Of course, words are often given a meaning in law that is different from the way they are used in everyday conversation. In another case, the Court indicated that “probable cause requires only a probability or substantial chance of criminal activity, not an actual showing of such activity."7 “Substantial chance” would appear to be a standard below that of more likely than not. What’s more, common sense, as well as the Supreme Court’s application of the probable cause standard in actual cases, suggests that the standard is less than more likely than not.
Certainly, probable cause does not (or at least should not) require a showing that the presence of contraband or evidence of a crime at a place the police would like to search is the only possible conclusion that could be drawn from the facts known to the police. For example, let’s suppose the police suspect a man of shooting and killing his ex-girlfriend. The police know that the man owns (or at least owned in the recent past) a pistol of the caliber used to kill the victim. The man has been overheard threatening the victim and has no alibi for the night of the murder.
Do the police have probable cause to search the man’s house for his pistol? Certainly it seems reasonable to permit the search, but is it more likely than not that the pistol is in the man’s home? Doesn’t it seem more likely that if this man is the killer and he used this pistol kill his former girlfriend, he would not take the pistol back to his home? If the answer to this question is yes and probable cause means more likely than not, then a search of the suspect’s home would seem to be impermissible in this situation. However, what the standard of probable cause is designed to do is to determine when the likelihood of finding something incriminating is great enough that society’s interest in permitting the police to search exceeds the suspect’s interest to be left along by the police and not have his privacy invaded. In our hypothetical, the likelihood of finding the murder weapon in the suspect’s home seems high enough to justify the intrusion by the police.
The approach taken by the Virginia Supreme Court in Cost and Buhrman seems to favor a more likely than not probable cause standard. The opinions never say that in so many words, but the explanations for the outcomes are highly consistent with this conclusion. In Buhrman (as well as Brown, the case on which the court heavily relied), the court specifically indicated that probably cause may not be based “solely on the observation of material which can be used for legitimate purposes, even though the experience of an officer indicates that such material is often used for illegitimate purposes.” The court seems to be saying that since possession of material which can be used for legitimate purposes is just as consistent with innocence as is it with guilty, it may not constitute probable cause.
In Cost, the court similarly discounted the significance of Cost’s continuing to hold his hand over his pocket, even after the officer asked him to stop.

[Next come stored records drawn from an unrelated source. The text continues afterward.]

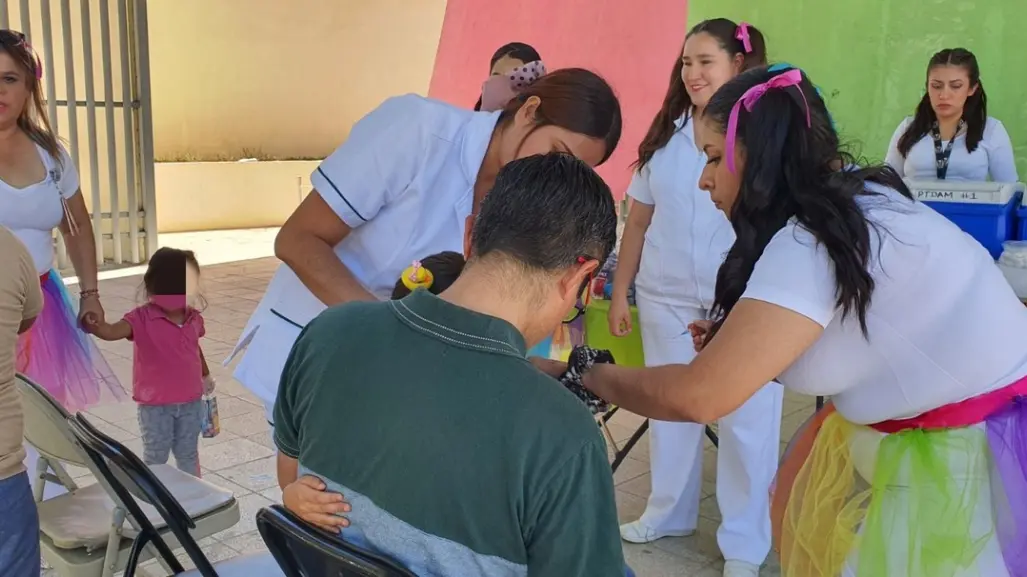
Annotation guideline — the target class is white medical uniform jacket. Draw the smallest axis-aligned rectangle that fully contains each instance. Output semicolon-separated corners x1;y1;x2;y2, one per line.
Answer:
627;118;734;310
886;117;1019;183
226;94;499;405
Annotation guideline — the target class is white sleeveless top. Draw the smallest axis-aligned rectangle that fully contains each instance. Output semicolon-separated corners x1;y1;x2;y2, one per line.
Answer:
0;146;79;274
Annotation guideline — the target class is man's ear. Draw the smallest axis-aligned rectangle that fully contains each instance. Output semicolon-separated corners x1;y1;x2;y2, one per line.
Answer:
463;215;474;261
560;260;599;301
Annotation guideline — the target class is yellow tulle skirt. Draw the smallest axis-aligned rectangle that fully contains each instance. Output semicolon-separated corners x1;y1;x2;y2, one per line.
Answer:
771;402;1027;577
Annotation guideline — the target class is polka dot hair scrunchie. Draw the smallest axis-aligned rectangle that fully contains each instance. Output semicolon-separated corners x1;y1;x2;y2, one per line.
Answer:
560;346;616;415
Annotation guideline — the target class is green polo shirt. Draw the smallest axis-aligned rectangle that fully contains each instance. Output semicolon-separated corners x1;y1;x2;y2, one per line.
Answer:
274;291;624;577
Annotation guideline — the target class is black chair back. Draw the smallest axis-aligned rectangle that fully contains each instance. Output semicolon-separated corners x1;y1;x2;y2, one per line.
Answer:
257;505;417;577
68;414;218;577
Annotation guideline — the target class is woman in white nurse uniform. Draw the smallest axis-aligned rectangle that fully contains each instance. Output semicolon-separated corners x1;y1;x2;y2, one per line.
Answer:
887;48;1019;183
610;18;783;577
583;63;1027;577
226;69;620;426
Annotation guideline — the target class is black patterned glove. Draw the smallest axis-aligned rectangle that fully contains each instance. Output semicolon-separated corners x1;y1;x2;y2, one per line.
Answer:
560;346;615;415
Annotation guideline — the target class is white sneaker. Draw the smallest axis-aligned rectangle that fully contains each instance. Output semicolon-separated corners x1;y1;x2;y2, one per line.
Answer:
724;560;760;577
620;521;695;544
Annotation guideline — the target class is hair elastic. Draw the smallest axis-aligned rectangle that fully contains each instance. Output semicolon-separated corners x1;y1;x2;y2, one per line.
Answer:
734;22;753;54
400;261;435;291
724;68;812;172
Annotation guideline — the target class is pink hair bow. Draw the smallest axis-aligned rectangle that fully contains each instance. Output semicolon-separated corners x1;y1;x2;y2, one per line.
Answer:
734;22;753;54
724;68;812;172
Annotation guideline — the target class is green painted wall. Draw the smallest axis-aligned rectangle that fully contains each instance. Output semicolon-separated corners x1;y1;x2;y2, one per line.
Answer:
688;0;1027;175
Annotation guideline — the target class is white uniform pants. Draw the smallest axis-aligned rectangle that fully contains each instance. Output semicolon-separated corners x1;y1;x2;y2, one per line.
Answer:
638;299;784;565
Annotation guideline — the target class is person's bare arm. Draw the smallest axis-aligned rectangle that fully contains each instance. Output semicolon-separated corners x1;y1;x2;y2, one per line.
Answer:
277;451;300;491
612;200;654;300
61;191;97;291
18;241;43;335
274;191;377;306
60;190;105;321
583;299;824;423
281;474;349;533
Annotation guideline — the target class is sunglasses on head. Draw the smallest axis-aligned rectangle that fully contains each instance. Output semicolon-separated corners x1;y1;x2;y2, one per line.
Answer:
0;30;43;80
564;255;599;324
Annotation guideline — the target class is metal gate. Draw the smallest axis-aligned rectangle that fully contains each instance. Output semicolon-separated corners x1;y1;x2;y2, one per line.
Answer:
0;0;157;269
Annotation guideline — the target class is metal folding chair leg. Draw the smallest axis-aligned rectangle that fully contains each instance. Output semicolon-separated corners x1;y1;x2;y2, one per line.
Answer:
610;419;649;472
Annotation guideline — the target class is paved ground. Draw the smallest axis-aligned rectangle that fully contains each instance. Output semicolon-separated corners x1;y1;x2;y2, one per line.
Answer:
44;229;812;577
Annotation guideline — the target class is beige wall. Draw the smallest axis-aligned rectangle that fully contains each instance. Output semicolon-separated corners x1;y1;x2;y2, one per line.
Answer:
154;160;317;232
8;0;446;234
148;0;446;159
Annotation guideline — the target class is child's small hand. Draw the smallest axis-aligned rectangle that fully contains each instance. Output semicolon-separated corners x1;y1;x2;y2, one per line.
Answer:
281;475;349;533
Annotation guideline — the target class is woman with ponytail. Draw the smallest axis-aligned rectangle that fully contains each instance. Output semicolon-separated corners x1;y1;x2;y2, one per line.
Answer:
566;62;1027;577
887;48;1019;182
609;18;783;577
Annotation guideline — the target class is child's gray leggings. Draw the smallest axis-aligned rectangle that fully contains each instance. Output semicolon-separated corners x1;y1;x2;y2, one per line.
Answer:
139;400;203;476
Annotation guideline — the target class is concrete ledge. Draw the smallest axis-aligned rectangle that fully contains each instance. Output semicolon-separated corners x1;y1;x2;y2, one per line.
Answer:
154;160;319;233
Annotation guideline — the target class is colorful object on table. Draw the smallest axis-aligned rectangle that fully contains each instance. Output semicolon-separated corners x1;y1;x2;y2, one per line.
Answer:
724;68;812;172
771;379;1027;577
560;346;615;415
14;270;126;413
400;261;435;291
584;299;645;367
200;394;221;438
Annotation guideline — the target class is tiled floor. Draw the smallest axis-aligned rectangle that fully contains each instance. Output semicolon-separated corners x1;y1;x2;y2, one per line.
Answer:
44;230;812;577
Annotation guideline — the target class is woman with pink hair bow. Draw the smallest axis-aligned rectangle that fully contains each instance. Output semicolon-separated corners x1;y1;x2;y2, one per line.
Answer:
566;62;1027;577
609;18;783;577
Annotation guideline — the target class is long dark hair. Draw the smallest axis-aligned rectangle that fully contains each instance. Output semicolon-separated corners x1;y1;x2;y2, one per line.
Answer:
635;18;767;170
703;67;912;335
474;42;542;110
899;48;988;157
496;68;621;164
142;246;206;310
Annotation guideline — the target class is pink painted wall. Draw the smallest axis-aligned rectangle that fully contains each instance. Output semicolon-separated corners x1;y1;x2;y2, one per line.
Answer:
429;0;687;199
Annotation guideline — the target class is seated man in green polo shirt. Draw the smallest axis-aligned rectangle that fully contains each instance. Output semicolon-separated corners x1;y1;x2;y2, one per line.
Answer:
274;154;624;577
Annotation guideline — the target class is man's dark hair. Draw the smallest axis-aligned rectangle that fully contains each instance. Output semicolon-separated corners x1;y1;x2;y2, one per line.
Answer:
470;153;617;271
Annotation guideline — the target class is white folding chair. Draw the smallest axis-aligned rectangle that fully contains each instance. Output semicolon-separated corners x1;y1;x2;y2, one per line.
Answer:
17;375;239;577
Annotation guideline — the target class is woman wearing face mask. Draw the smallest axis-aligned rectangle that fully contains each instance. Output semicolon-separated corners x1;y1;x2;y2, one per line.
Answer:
609;18;783;576
546;63;1027;577
887;48;1019;183
474;42;545;112
230;69;620;433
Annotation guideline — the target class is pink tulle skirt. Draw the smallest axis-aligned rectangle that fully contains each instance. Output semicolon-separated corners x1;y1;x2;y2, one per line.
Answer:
15;270;126;413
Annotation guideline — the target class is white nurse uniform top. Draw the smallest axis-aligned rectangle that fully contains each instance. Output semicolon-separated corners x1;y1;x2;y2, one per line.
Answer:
226;94;499;407
627;116;734;310
885;116;1020;183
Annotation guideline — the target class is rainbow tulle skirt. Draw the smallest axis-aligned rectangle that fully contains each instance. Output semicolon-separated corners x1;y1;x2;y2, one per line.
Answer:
15;270;126;413
771;381;1027;577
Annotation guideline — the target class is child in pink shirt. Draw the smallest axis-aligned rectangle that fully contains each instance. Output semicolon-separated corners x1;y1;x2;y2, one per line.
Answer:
87;247;215;476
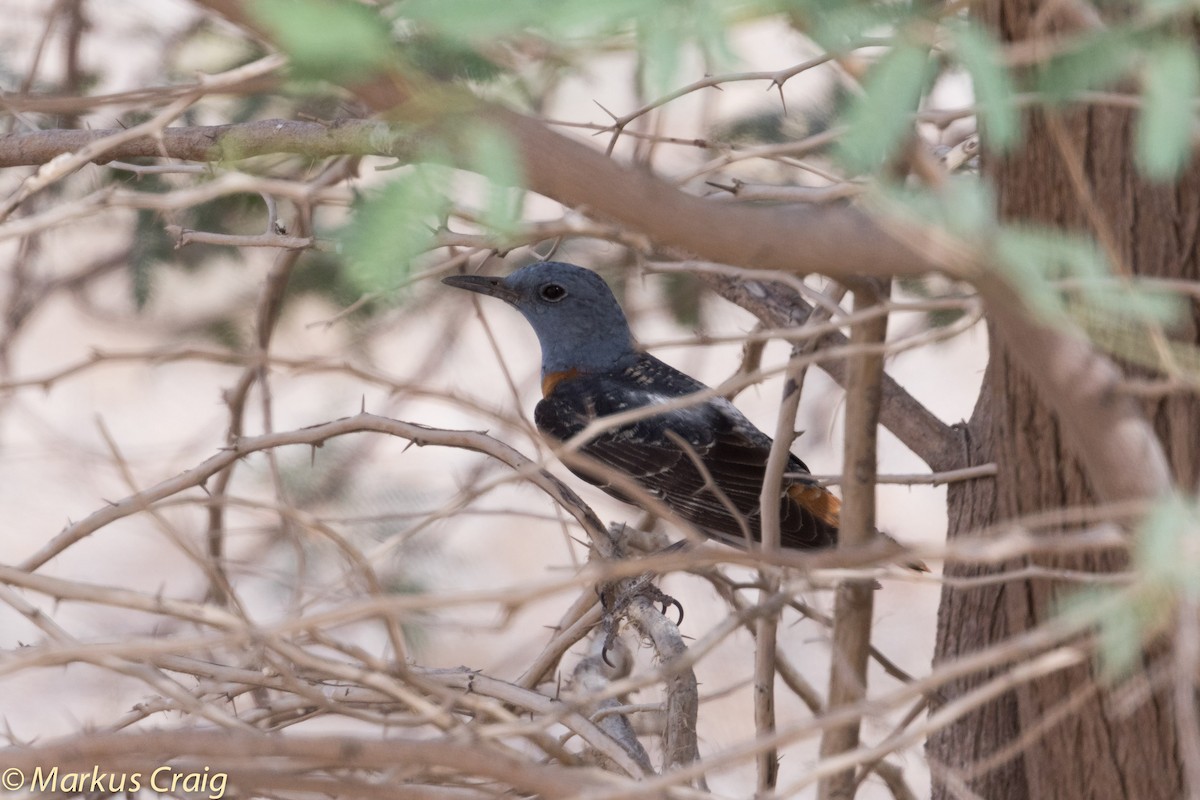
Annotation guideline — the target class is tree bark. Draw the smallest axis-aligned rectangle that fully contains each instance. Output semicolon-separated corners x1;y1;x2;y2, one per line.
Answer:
928;0;1200;800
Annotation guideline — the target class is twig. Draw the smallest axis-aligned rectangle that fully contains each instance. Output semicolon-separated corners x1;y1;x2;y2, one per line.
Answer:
817;280;888;800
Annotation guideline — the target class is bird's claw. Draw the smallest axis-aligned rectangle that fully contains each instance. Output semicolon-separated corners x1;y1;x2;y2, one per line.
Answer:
600;573;683;668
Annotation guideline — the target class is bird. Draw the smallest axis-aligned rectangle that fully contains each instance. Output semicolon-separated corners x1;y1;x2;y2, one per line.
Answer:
443;261;841;551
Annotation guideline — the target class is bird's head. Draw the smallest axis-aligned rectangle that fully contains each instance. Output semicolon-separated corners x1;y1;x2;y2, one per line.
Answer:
442;261;636;375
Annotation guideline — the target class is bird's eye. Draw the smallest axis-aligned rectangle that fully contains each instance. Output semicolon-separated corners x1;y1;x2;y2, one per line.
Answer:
538;283;566;302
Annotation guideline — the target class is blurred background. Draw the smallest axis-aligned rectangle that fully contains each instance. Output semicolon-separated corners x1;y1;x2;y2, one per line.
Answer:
0;0;986;798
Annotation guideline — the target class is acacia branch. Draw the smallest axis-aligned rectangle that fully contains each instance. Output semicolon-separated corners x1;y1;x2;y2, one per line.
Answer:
817;283;888;800
9;0;1170;513
20;413;608;572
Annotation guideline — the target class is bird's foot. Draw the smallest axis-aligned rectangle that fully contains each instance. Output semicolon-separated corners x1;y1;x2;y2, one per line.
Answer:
600;572;683;667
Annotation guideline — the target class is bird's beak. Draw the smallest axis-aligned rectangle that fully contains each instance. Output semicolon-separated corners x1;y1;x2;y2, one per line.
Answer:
442;275;517;303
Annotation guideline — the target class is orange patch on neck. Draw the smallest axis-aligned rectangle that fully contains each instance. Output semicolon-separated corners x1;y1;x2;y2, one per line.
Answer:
787;483;841;528
541;367;580;397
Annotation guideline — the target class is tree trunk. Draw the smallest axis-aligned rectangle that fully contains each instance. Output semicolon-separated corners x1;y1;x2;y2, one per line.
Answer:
928;0;1200;800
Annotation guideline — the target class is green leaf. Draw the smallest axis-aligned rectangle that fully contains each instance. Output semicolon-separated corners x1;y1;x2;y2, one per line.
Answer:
994;225;1108;321
250;0;392;82
1136;42;1200;180
1038;26;1140;102
952;24;1019;152
1099;597;1144;678
836;42;932;172
338;166;446;290
396;0;646;41
1135;494;1200;591
468;126;524;236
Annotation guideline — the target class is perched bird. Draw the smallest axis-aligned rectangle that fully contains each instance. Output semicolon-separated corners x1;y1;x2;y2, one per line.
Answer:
443;261;841;549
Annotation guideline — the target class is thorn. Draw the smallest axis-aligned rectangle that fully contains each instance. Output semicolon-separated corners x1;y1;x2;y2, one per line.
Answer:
592;98;620;122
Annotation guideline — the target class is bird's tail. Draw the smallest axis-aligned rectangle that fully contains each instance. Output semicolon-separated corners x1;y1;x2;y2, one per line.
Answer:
787;483;929;572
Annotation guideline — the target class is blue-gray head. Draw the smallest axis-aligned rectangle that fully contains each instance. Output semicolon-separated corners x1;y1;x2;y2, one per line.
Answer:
442;261;636;377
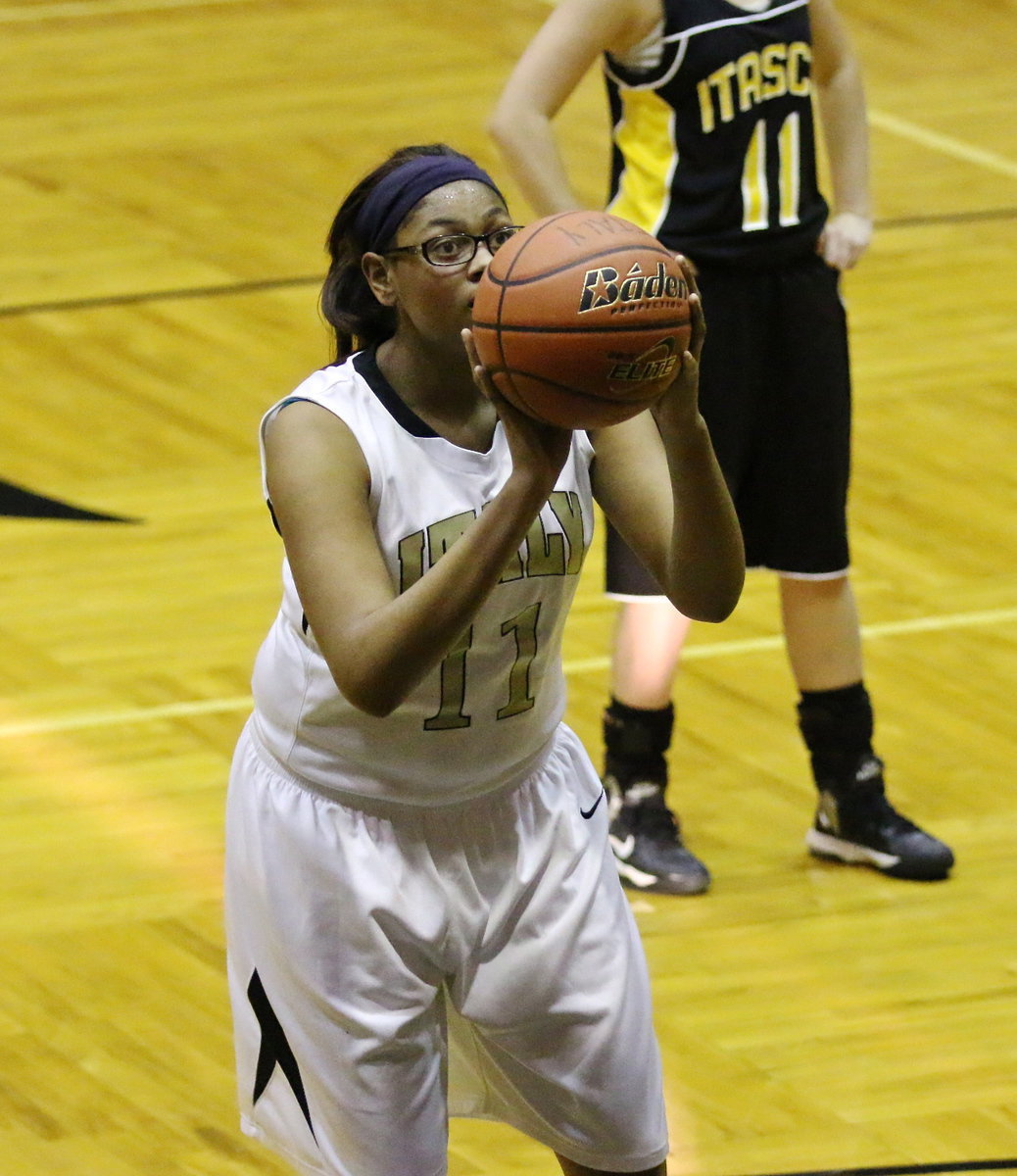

In effect, the court seemed to be saying that this behavior is just as consistent with innocent behavior as it is with guilty behavior (although, again, this not what the court actually said).
The point is that if probable cause means something close to, but less than, more likely than not (something like “substantial possibility”), there will sometimes be circumstances where guilt or the presence of contraband is less likely than the opposite conclusion, but the likelihood of either is nonetheless great enough to constitute probable cause and justify an arrest or a search. The decisions in Cost and Buhrman seem inconsistent with this conclusion.
Cost and Buhrman have a second thing in common – both decisions downplay the significance of police experience. The U.S. Supreme Court has often stressed that courts should give weight to the experience of police officers in reviewing their probable cause (and reasonable suspicion) determinations. For example, in the first stop-and-frisk case, Terry v. Ohio,8 the Court indicated that “in determining whether the officer acted reasonably in [frisking a suspect], due weight must be given, not to his inchoate and unparticularized suspicion or ‘hunch,’ but to the specific reasonable inferences which he is entitled to draw from the facts in light of his experience.” A more recent reiteration of this point can be found in U.S. v. Arvizu,9 where the Court stated that the totality of circumstances approach utilized in probable cause and reasonable suspicion situations “allows officers to draw on their own experience and specialized training to make inferences from and deductions about the cumulative information available to them that ‘might well elude an untrained person.’"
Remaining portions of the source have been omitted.